Recording Neural Activity
Interfaces are used to measure and interpret neuronal activity and include two different approaches, invasive and non-invasive. Invasive interfaces require intracranial surgical procedures to implant electrodes. Software programmed in these electrodes records neuronal signals either from one or many cortical areas [2]. Non-invasive or non-surgical methods refer to the use of an electroencephalogram (EEG), where neurons readily generate sufficient electrical activity to be measured by an electrode cap through the skull. EEG is a commonly practiced application for interpreting neuronal electrical activity. Its use in BMIs can provide a basic level of communication for those with speech impairments, and has applications in computer operation via cursor control [2]. Non-invasive methods however pose bandwidth limitations. That is to say, they inefficiently record the activity of neurons due to the interference of the skull [2]. The human brain is composed of many cell types, including nearly 100 billion neurons. The sophistication and complexity with which these cells communicate contributes to the difficulty of interpreting neuronal electrical activity. Moreover, neurons form complex and circuitous communication networks which govern everyday motor activity, cognition, and autonomous bodily functions. The ability to accurately record the activity of these neuronal networks at a sufficiently high resolution has posed a challenge for scientists and researchers due to blood-brain barrier (BBB) disruption and biocompatibility.
Damage to neurovascular tissue at the site of implantation oftentimes causes the formation of scar tissue [3]. This disrupts the BBB leading to rejection of the electrodes or a decrease in resolution [3,4]. Additionally, biocompatibility is perhaps the main reason why advancement has been slow. For many BMI devices, researchers struggle to produce electrodes that are functional long-term in a living biological system. Many devices quickly begin to fail or lose resolution due to the sensitive nature of brain tissue [4]. Researchers and scientists are working toward finding a biocompatible polymer that integrates seamlessly with brain tissue in order to not offset the homeostatic nature of the BBB. Which serves as the underlying component in the long-term success of electrode performance in BMIs.

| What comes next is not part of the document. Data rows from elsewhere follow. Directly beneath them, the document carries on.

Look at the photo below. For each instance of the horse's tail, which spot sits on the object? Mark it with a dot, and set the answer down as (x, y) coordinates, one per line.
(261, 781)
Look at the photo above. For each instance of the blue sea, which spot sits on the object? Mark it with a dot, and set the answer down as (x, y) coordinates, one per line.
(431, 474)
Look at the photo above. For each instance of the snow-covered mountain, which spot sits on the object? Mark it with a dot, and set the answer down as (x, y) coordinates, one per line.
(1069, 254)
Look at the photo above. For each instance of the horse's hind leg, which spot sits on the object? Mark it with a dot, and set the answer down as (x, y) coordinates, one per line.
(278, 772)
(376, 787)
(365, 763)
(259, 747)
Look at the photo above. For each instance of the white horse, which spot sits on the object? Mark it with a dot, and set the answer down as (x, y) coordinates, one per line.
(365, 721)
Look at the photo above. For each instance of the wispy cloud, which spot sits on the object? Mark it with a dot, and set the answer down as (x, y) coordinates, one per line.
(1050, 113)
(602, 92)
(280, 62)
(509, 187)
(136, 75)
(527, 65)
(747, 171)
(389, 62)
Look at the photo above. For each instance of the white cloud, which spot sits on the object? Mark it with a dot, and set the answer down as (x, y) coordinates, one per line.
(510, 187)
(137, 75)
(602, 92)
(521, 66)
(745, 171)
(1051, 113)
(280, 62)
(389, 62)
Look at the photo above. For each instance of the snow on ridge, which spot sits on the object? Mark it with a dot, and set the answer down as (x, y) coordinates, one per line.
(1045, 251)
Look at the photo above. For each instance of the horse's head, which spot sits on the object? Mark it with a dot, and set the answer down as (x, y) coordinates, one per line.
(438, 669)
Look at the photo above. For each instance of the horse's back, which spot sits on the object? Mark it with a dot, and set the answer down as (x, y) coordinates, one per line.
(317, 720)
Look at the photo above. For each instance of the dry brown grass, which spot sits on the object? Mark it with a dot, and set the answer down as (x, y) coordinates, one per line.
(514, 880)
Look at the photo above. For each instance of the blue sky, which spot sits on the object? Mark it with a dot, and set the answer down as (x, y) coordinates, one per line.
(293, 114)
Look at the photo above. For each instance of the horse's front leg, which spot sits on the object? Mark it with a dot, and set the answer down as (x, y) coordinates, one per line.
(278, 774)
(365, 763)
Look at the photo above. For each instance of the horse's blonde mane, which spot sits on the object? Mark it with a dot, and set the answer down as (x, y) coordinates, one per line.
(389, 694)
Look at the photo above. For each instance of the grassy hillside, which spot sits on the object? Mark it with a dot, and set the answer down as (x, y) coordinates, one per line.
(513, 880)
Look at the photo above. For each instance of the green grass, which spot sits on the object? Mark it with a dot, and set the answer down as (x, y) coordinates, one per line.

Blood-Brain Barrier Disruption and Biocompatibility
The BBB is a dynamic complex of cellular and molecular components containing blood vessels that control neuronal homeostasis. Electrode function is largely influenced by this system since the imprint left behind from intracranial implantation can cause damage to the surrounding neurovascular tissue, leading to a disruption of the BBB [5]. Consequently, this triggers an influx of neurotoxins and pro-inflammatory cells, leading to rejection of the electrodes in the form of foreign body response [3,5]. The barrier acts as a selective gateway to what is able to gain entrance, where a minor intrusion of foreign bodies can impact the overall homeostasis of the mechanism. Endothelial cells account for the framework of blood vessels. However, in the BBB they are connected by a complex network of tight and adherens junctions, leading to the neuromuscular unit containing pericytes, astrocytes, microglia and neurons that maintain the selective regulation of the barrier [6]. For context, neurological disorders such as Alzheimer's disease is a result of a breach to the BBB. Furthermore, highlighting the importance of finding an invasive biocompatible method that minimizes BBB disruption.

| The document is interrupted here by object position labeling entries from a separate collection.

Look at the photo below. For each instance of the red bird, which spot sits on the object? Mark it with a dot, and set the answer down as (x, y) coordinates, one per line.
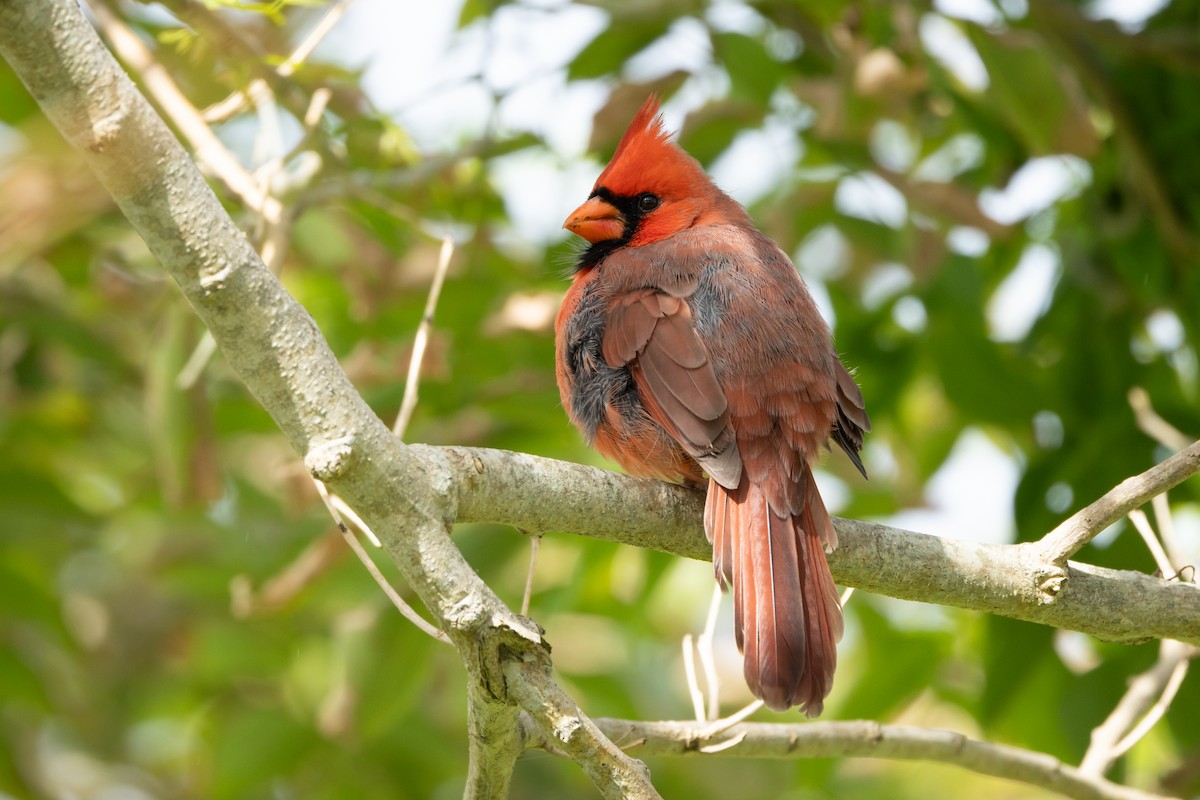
(689, 346)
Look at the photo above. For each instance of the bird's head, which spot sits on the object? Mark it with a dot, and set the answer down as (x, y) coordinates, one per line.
(651, 188)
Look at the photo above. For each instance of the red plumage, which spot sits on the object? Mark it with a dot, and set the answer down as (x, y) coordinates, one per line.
(689, 346)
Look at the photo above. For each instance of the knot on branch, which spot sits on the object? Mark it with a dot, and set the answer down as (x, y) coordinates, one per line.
(106, 127)
(1051, 579)
(329, 461)
(495, 636)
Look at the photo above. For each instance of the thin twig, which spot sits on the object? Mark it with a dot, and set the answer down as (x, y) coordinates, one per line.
(706, 645)
(1159, 708)
(725, 723)
(689, 668)
(1153, 425)
(1144, 703)
(1141, 524)
(1150, 695)
(873, 740)
(1167, 530)
(527, 596)
(312, 560)
(1067, 539)
(407, 611)
(408, 404)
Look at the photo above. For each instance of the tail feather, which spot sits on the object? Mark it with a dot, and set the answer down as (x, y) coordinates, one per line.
(787, 617)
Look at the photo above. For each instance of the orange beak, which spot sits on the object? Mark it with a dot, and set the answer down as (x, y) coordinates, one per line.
(597, 221)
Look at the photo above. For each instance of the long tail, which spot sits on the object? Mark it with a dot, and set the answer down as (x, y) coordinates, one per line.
(786, 613)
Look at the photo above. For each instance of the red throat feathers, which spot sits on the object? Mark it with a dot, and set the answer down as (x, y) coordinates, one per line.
(689, 349)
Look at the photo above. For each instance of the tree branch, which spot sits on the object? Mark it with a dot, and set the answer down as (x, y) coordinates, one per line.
(279, 353)
(868, 740)
(538, 494)
(1080, 528)
(412, 495)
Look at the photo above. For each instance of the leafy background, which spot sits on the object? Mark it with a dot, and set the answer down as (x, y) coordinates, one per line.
(149, 642)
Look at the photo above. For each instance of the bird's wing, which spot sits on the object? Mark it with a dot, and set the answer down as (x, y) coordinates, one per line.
(852, 421)
(652, 331)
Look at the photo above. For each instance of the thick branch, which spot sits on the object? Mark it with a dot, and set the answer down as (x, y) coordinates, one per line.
(538, 494)
(1080, 528)
(863, 739)
(276, 349)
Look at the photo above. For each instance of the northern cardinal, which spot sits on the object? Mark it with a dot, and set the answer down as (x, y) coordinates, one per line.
(687, 346)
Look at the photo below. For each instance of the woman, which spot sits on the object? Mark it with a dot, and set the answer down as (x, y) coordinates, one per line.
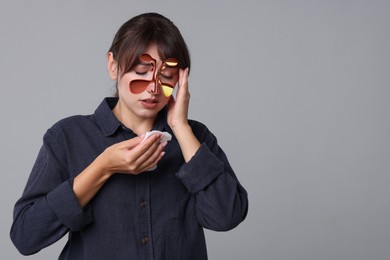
(118, 194)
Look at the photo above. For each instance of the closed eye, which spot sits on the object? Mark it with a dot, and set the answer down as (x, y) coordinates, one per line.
(141, 73)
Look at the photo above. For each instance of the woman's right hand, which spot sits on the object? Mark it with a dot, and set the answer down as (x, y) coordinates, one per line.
(132, 156)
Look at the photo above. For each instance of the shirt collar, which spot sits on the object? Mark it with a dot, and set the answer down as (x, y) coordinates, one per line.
(110, 124)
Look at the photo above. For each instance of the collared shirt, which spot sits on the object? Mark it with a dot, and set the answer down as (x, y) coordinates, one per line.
(158, 214)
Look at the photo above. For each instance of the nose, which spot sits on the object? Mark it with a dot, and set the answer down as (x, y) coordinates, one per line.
(154, 87)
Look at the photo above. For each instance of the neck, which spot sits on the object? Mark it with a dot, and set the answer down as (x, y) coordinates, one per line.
(137, 124)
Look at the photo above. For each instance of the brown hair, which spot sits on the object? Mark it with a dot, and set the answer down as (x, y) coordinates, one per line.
(135, 36)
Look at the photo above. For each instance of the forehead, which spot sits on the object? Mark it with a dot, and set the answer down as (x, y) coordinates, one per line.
(153, 52)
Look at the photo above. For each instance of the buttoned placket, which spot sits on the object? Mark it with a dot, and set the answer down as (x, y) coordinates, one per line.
(143, 213)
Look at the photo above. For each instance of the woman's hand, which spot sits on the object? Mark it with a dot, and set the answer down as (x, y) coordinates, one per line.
(132, 156)
(178, 109)
(178, 118)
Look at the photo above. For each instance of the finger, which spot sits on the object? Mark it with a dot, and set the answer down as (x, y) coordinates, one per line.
(130, 143)
(154, 158)
(183, 78)
(147, 147)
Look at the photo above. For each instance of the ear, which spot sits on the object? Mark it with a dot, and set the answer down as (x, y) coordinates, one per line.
(112, 66)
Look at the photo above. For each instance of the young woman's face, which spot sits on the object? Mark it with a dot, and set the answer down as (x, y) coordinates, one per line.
(139, 90)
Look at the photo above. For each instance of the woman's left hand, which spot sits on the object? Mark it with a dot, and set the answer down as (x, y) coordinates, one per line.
(178, 109)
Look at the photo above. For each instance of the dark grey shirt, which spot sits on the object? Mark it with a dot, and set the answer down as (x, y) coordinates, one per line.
(158, 214)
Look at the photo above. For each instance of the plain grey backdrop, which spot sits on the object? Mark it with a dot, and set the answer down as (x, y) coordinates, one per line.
(296, 91)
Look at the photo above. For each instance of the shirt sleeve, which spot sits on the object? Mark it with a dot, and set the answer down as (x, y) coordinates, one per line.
(221, 201)
(48, 208)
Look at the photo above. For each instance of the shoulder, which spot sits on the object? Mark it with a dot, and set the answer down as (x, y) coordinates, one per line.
(70, 125)
(201, 131)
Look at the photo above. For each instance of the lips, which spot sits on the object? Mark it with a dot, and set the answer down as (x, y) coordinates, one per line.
(149, 102)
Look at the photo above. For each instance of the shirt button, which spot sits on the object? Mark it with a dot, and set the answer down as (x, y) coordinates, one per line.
(142, 204)
(145, 240)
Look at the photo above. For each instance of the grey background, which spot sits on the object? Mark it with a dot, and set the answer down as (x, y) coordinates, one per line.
(296, 91)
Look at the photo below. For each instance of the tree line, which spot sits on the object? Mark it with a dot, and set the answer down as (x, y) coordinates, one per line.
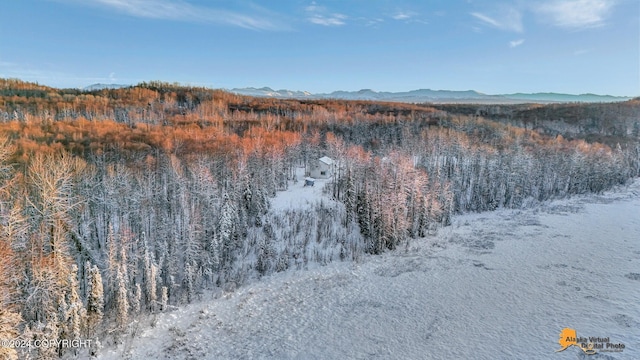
(124, 202)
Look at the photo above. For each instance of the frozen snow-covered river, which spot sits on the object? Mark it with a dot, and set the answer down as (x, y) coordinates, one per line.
(498, 285)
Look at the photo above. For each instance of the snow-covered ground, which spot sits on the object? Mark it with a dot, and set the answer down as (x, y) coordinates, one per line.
(298, 196)
(498, 285)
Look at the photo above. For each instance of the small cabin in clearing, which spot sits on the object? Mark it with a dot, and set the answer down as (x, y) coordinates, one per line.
(322, 168)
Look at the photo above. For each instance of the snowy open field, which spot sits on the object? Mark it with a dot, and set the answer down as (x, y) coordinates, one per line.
(498, 285)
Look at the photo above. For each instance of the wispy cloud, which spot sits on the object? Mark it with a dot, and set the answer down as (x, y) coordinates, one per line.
(403, 15)
(516, 43)
(180, 10)
(332, 20)
(509, 19)
(576, 14)
(319, 15)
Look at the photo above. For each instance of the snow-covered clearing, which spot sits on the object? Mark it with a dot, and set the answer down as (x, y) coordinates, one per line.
(498, 285)
(298, 196)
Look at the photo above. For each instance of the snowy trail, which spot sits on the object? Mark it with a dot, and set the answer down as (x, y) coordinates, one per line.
(498, 285)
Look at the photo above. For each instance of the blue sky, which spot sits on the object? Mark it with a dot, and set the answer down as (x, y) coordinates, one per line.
(570, 46)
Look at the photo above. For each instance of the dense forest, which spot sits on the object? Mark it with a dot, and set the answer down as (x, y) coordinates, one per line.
(119, 203)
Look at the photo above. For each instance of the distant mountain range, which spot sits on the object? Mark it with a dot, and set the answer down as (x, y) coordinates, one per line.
(413, 96)
(428, 95)
(99, 86)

This has been done through the use of polymers, including poly(3,4-ethylenedioxythiophene) polystyrene sulfonate (PEDOT:PSS), poly(pyrrole) (PPy), polyimide, and Parylene-C [4]. To enhance the electrical characteristics and biocompatibility of these polymers, they must be used in combination with hydrogels [4]. As aforementioned, the potential of BMI resides in finding an effective polymer that is able to integrate with brain tissue [4], as it serves as the main component to produce longevity in the electrophysiology performance of the electrode itself. Although the possibilities of BMIs are equally exciting and promising, experimental applications are in their first stages and focused on resolving these challenges. There have been several innovations over the years to find biocompatible methods of introducing these foreign materials into the biological system.

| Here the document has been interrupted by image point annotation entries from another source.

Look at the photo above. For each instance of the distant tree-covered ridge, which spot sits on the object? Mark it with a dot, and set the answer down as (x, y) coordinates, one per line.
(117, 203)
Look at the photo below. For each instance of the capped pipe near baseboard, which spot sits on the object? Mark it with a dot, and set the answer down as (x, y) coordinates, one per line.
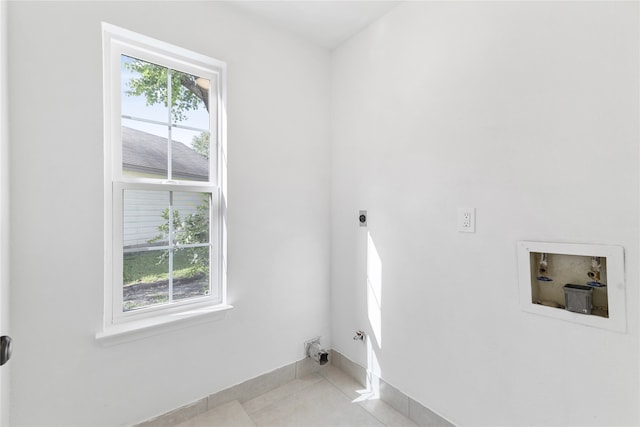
(316, 352)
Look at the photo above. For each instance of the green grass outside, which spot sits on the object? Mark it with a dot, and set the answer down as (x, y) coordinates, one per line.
(149, 267)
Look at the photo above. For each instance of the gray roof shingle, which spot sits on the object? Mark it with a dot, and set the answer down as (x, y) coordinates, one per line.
(146, 153)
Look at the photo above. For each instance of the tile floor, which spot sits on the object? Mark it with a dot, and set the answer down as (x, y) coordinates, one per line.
(329, 398)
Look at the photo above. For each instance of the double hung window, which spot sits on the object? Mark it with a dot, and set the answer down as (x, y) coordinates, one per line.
(164, 178)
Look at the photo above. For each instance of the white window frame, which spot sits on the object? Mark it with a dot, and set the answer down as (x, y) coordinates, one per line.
(117, 42)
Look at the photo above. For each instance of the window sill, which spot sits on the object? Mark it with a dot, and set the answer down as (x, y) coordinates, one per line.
(131, 331)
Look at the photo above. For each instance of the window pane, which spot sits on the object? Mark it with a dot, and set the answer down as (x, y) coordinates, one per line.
(191, 273)
(144, 150)
(145, 279)
(143, 89)
(190, 155)
(191, 218)
(146, 218)
(190, 100)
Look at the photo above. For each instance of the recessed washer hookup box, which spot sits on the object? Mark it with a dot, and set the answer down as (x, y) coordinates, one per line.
(578, 298)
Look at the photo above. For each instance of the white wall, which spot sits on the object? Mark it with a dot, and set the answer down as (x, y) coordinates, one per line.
(528, 111)
(278, 94)
(4, 212)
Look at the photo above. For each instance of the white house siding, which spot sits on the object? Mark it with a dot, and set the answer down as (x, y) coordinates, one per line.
(143, 212)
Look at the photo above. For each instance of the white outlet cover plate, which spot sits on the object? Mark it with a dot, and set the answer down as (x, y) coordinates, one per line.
(467, 220)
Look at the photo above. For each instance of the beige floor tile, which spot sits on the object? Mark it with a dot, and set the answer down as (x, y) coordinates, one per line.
(319, 405)
(230, 414)
(280, 393)
(386, 414)
(345, 383)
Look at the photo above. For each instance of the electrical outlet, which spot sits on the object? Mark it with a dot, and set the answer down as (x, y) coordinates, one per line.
(467, 220)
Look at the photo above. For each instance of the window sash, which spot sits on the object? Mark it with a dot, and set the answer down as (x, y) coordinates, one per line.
(215, 296)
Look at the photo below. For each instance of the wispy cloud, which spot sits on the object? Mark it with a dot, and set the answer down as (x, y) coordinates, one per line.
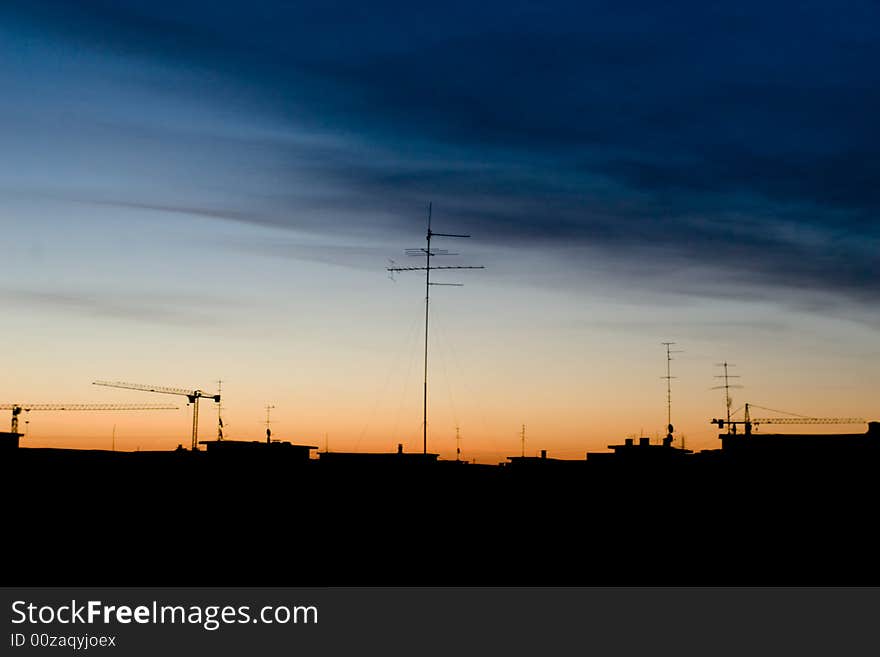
(740, 140)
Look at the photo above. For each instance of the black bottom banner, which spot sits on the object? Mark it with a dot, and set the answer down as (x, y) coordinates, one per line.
(413, 621)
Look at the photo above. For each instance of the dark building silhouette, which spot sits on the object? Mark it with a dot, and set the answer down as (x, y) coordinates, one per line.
(257, 449)
(640, 453)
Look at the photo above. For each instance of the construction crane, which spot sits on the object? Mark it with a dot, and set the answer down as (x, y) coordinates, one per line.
(17, 409)
(748, 422)
(192, 395)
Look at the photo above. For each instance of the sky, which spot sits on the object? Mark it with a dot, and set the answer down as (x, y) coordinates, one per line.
(201, 191)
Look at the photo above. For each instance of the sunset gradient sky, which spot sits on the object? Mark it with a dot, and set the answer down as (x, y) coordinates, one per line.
(199, 190)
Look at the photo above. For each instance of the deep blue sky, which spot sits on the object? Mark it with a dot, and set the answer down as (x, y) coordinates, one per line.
(740, 135)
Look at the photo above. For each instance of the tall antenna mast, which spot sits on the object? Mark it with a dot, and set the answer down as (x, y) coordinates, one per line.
(726, 387)
(269, 408)
(669, 377)
(428, 252)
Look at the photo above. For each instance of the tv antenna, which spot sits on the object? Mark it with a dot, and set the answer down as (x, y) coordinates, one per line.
(269, 408)
(669, 377)
(219, 411)
(728, 402)
(428, 252)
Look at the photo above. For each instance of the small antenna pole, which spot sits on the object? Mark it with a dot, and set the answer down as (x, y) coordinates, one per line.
(428, 268)
(726, 387)
(669, 377)
(269, 408)
(219, 411)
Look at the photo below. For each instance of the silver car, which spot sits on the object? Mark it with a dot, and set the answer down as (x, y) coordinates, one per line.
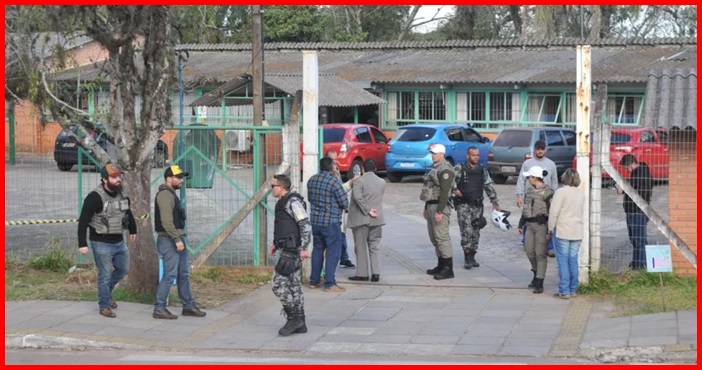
(515, 145)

Devices Introduced Over the Years
In 1996, the Utah Intracortical Electrode Array (UIEA) was among the first BMIs introduced. Researchers implanted the device on the visual cortex of cats via craniotomy and recorded neuronal activity from cell clusters to convey activity in terms of large and small neuronal populations [7]. The array consisted of a 200µm thick silicon base with one hundred 1.2mm-long needles extending out of a 10x10 grid. This array was composed of polyimide to adhere to electrode impedance, filtering out only the necessary neuronal activity to be interpreted by the array, referred to as the signal-to-noise ratio (SNR) [4,7,9]. Although other BMIs exhibited functionality in the motor cortex, the UIEA was the first to apply this technology to the visual cortex. The main drawback with the UIEA was damage to neurovascular tissue; sixty percent of the needles from this array left evidence of hemorrhage, and edema was also commonly encountered within 24 hours of implantation [3].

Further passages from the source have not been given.